McKinnon cited valuable work by three recent FRI students whom he has taught: One student studied credit constraints on farm households in India, another explored exchange-rate expectations of Mexican business people, and a third studied the Colombian banking system. All three studies involved gathering data in the field that was not previously available, he said.

"My feeling is that [FRI] does a pretty good job training people and in some ways their strengths in student training are the offset of the economics department's weaknesses and vice versa," McKinnon said. "They are very good at monitoring students carefully and then placing them in the field for their Ph.D. thesis with financial support."

FRI graduate Pagiola, who taught development economics for a year in the economics department before joining the World Bank, said that the tension between the two departments stems from a difference in emphasis on applied problem solving and theoretical modeling. FRI students do modeling, but often their data leads to less "elegance" in the modeling, he said. As a result, Pagiola said, many on the economics department faculty may view FRI graduates as inferior because they often don't finish at the top of theoretically oriented courses since their background and interests are different.

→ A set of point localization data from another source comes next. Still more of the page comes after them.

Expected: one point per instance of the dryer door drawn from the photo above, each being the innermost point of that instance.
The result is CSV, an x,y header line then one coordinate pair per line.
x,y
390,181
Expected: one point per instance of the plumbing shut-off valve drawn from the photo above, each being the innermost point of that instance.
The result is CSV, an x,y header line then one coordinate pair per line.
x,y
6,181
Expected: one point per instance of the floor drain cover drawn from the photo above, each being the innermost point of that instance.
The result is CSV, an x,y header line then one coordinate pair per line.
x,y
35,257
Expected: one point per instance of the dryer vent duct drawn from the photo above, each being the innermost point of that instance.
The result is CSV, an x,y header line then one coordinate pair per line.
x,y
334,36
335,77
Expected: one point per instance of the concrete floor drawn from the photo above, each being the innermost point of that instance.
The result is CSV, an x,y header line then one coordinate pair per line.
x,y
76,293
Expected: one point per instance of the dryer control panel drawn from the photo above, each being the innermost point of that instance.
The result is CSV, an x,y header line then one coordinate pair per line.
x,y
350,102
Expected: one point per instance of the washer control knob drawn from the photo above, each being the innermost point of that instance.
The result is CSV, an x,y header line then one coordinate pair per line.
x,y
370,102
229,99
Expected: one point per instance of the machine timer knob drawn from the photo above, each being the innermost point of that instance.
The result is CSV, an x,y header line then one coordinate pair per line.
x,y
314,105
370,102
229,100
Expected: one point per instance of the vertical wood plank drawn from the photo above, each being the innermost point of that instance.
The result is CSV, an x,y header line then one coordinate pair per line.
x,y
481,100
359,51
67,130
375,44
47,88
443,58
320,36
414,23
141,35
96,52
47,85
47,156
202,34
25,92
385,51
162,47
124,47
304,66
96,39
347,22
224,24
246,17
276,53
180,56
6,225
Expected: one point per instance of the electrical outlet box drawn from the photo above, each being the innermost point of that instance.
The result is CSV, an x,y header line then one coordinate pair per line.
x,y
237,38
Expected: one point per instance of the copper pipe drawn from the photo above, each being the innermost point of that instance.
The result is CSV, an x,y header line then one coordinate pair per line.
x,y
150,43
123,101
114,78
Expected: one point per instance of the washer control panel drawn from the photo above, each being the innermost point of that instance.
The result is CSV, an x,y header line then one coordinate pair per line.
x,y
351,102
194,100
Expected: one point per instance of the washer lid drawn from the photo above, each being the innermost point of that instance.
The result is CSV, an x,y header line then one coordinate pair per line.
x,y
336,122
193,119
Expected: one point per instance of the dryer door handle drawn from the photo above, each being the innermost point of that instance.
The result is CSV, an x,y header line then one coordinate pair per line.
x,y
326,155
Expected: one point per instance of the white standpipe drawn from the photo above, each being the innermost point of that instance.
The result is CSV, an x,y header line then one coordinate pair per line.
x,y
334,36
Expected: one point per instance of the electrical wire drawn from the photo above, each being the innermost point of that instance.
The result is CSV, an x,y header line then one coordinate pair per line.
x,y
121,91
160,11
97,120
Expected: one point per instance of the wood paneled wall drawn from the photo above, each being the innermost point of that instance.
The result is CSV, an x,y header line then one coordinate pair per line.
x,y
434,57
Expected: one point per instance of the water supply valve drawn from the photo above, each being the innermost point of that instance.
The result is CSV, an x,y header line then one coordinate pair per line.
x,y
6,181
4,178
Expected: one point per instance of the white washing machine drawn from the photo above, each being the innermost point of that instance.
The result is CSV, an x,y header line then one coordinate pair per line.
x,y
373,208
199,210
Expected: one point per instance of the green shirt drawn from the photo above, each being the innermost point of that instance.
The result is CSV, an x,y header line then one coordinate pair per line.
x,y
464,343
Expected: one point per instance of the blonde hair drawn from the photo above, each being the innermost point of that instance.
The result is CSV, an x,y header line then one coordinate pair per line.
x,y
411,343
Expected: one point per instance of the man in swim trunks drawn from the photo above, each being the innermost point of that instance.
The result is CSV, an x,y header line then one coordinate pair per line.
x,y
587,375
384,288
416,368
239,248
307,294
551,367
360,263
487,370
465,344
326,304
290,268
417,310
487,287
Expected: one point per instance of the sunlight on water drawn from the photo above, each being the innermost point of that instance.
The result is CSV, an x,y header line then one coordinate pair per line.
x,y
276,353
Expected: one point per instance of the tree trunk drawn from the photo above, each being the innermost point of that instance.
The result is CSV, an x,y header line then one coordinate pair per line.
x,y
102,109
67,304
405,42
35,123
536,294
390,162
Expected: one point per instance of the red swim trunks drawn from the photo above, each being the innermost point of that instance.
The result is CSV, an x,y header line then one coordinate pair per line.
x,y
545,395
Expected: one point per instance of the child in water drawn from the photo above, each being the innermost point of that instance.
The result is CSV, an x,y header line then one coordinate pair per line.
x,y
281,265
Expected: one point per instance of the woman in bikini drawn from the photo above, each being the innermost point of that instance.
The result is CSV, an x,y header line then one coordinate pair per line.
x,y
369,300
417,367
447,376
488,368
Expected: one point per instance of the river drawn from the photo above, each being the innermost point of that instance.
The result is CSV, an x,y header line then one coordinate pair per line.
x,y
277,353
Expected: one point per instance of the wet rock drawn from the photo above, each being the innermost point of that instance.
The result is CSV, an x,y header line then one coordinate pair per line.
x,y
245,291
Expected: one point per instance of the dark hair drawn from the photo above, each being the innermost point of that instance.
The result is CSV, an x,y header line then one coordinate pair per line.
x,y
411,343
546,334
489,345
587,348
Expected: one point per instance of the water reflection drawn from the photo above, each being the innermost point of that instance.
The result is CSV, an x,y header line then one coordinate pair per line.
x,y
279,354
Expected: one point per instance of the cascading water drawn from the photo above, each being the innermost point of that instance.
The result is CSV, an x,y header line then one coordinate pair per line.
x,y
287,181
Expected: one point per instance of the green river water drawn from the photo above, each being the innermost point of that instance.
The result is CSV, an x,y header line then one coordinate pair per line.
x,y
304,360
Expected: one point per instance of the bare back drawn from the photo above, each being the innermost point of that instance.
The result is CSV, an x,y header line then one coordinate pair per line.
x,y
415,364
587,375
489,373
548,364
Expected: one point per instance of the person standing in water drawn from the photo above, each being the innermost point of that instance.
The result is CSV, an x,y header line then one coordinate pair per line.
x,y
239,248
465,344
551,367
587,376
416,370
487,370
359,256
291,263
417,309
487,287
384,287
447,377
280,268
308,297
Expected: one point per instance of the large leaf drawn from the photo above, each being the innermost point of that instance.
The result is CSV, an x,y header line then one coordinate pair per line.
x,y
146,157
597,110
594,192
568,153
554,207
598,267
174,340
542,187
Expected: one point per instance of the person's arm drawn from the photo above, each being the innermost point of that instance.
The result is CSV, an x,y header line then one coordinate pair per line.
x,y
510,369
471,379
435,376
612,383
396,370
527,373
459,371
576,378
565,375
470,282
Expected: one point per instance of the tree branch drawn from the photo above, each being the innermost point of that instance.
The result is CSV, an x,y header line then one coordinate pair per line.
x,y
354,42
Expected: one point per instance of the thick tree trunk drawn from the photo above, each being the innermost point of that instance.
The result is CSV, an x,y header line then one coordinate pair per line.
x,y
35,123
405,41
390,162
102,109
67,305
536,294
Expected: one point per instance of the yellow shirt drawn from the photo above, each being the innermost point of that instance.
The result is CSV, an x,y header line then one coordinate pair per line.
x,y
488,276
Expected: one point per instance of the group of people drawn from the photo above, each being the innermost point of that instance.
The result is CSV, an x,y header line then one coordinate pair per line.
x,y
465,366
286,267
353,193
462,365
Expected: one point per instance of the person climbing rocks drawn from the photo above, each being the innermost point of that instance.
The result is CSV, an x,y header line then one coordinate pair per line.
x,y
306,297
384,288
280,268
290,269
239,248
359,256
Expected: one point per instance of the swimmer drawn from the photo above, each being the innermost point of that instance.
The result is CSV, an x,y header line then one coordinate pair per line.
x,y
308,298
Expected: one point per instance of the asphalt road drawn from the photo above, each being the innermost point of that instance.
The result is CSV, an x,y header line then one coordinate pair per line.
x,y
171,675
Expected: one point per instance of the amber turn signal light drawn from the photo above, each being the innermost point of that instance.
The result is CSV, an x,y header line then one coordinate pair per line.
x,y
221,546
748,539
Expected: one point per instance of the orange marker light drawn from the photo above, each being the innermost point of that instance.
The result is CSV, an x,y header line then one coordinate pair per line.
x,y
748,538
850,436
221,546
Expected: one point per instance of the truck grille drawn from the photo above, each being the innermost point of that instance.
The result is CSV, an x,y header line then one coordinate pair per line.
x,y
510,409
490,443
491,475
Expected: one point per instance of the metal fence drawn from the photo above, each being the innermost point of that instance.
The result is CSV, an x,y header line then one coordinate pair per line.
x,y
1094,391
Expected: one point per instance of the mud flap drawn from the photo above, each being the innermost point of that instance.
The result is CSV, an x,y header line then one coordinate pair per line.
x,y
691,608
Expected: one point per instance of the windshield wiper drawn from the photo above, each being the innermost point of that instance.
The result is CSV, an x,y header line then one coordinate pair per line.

Economics faculty and graduate students as a group "consider the work we do [in FRI] somewhat beneath them," Pagiola said. He added, however, "I'm sure we have said things about their having their heads in the clouds, so it goes both ways."

Where students end up

About 20 percent of the institute's graduates work for the World Bank, Pearson said, and many others are employed by international research institutes and organizations such as the International Monetary Fund. The World Bank, he said, "hires 50 out of 5,000 applicants each year, and we usually have one or two hired."

The institute successfully places graduates in academic jobs, but according to both students and faculty, many graduates prefer policy-related jobs, even when they have academic offers. Academic placements have been shrinking, some say, because there are fewer agricultural economics positions available in the United States today as a result of the smaller role that agriculture plays in the domestic economy.

UC-Berkeley's Berck said that "as agriculture has become a smaller and smaller part of the American GNP, it's natural to expect universities will, one way or another, decrease emphasis on agriculture. At Berkeley, that has been [accomplished] through a shift in resources to natural resource and environmental issues."